-Pluviophiles-

13.2K 1.5K 195
                                    

Don terlalu sulit untuk ditinggalkan. Ya, aku merasa iba kepadanya, tapi.... Ia memintaku untuk menemaninya ke toilet, sarapan, dan memeluknya selama beberapa menit. Awalnya ia sempat memaksaku untuk memeriksa laptop Valt. Aku menolak.

Aku menolaknya dengan halus, sehalus mungkin. Aku merasa tidak bisa melakukannya. Maksudku, lebih baik salah satu dari teman terdekat atau keluarganya saja yang mengurusi hal-hal itu. Maksudku... aku hanya pacarnya!

Ya, aku hanya pacarnya. Tunggu... ya, aku pacarnya. Mendadak semua hal ini pecah di kepalaku. Apa yang sebenarnya terjadi? Situasi ini masih terasa janggal.
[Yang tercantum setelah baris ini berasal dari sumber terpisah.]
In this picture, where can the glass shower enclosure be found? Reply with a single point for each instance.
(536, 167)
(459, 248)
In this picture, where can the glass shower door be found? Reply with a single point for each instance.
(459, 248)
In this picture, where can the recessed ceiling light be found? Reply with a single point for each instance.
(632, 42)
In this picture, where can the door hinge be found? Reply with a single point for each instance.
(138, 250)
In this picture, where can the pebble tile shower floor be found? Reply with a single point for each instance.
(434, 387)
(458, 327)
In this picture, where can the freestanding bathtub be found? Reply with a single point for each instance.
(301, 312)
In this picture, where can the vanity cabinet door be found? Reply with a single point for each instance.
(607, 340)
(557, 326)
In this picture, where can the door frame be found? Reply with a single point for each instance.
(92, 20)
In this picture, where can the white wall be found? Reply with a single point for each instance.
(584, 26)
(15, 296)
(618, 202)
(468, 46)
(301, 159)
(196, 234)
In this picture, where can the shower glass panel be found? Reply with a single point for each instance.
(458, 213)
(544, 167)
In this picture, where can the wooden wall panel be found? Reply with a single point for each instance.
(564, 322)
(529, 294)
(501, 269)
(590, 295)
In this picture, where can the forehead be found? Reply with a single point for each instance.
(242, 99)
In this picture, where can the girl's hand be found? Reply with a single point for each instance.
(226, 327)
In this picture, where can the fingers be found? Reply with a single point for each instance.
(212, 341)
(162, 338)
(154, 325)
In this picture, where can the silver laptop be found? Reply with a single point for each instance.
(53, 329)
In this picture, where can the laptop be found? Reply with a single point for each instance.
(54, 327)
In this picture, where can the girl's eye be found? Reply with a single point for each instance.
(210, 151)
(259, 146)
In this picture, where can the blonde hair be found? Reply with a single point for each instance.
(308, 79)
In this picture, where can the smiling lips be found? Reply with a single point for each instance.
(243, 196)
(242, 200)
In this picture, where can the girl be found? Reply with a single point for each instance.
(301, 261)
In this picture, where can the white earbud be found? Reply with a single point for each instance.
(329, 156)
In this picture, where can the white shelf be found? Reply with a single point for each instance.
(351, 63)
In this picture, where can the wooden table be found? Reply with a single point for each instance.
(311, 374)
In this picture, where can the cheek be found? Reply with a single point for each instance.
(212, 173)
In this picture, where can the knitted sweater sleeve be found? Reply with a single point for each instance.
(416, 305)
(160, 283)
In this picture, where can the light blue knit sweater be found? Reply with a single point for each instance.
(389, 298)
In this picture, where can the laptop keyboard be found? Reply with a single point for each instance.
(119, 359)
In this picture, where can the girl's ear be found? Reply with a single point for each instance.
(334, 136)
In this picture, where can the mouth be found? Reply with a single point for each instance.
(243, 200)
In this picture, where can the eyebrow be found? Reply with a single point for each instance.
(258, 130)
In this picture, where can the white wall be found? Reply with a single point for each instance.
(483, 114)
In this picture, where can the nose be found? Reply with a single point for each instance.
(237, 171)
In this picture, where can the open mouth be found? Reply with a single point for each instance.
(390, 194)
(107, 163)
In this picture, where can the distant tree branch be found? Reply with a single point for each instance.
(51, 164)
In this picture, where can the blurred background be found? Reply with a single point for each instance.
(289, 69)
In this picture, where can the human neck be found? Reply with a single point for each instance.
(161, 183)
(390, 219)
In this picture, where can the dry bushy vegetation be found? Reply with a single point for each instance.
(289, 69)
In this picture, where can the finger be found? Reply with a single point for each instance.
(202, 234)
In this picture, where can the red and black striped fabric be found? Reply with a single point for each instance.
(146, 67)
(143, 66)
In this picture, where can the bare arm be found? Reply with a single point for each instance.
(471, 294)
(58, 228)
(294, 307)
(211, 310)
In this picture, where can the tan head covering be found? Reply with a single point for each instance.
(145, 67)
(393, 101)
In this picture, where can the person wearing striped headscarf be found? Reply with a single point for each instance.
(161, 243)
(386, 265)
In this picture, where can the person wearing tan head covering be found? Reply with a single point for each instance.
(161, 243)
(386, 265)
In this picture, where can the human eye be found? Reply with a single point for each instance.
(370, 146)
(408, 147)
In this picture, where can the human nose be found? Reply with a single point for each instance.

Ah ya, sungguh, aku merasa agak segan berada di kamarnya. Rasanya tempat itu tidak sesuai dengan diriku. Apalagi ada seuntai tali putus di pojok ruangannya. Aku langsung meminta Don keluar dan mengunci kamar itu.

Rasanya ada seseorang yang menggenggam hatiku dengan telapak tangannya yang kasar. Aku menekan dada kiriku, tempat di mana jantungku berteriak. Aku berlari di antara kerumunan orang. Matahari sudah tinggi, melayang di sebelah lampu-lampu jalan raya. Nafasku memburu di tengah perlarian ini.

Aku membayangkan... bagaimana jika aku terpeleset karena genangan air di depan sana, kemudian kepalaku jatuh ke trotoar panas ini dan mengeluarkan darah. Lalu perlahan aku mati. Ya, itu hal yang bagus. Kenapa peristiwa seperti itu tak pernah terjadi? Yang ada hanya memar dan lubang (dari jarum Ibu dulu).

Ah iya, bisakah aku berkata bahwa aku merindukan ibuku? Yah, aku tau dulu aku sangat membencinya. Mungkin saja diriku dari masa lalu diam-diam akan menangis jika ia mengetahuinya. Namun, tanpanya... dunia ini terasa senggang. Terlalu senggang.

Aku mempercepat langkahku, sekali-kali menendang udara karena kesal. Rasanya tidak menyenangkan. Ini pertama kalinya aku merasakan apa itu kesal yang sesungguhnya. Kugenggam erat keranjang Elle di tangan kanan, kuusap wajahku dengan tangan kiri. Aku bodoh sekali....

Apartemen itu sepi, sepertinya selalu seperti itu. Aku mengetuk pintu apartemen Elle. Dash langsung menyambutku dengan senyum lebarnya. Setelah membuka pintu, ia langsung berlari kecil ke dapur. Terdengar suara dengkuran dari ruang tengah, tempat aku dan Gash kemarin.... Aku langsung menggelengkan kepalaku keras-keras, berusaha untuk membuyarkan ingatan menggelikan itu.

Kuhampiri sofa asal suara dengkuran itu. Elle tertidur di sana. Wajahnya tertutup oleh lengan kirinya. Sepertinya ia sangat lelah. Aku menyenderkan diri ke lengan sofa, melihat tiap detail wanita itu.

"Abaikan saja dia. Dia sangat letih." Dash terkekeh seraya menatap Elle tajam. Ia pun mengangkat wanita pirang itu, membawanya ke kamar. Tak kusangka Dash yang kurus kering itu dapat menggendongnya.

"Hahaha... hahaha...."

Aku meremas kulit lengan sofa itu dengan kuku tangan. Gash tiba-tiba muncul dari pintu kamarnya. Satu hal yang tidak terlalu kusenangi dari kamarnya, pintunya mengarah langsung ke ruangan ini. Ia terlihat seperti orang liar yang mencari mangsa, terlihat dari seringainya yang ganjil.

"Antara itu," ujarnya. Ia tersenyum tipis. "Atau seseorang membiusnya demi kesenangannya sendiri."

Aku mengernyit. "Apa yang terjadi?" tanyaku.

Dash menepuk-nepuk telapak tangannya seraya menutup pintu ruangan Elle. "Haha," Dash memasang wajah datarnya, melemparkan tatapan sinis ke arah Gash. "Lucu sekali."

Gash menghempaskan dirinya ke sofa, secara tak sengaja menendang kakiku di tangan sofa. Kontan aku langsung menarik tanganku. Gash langsung duduk sewajarnya, sekilas membisikkan kata 'maaf' seraya tersenyum tipis.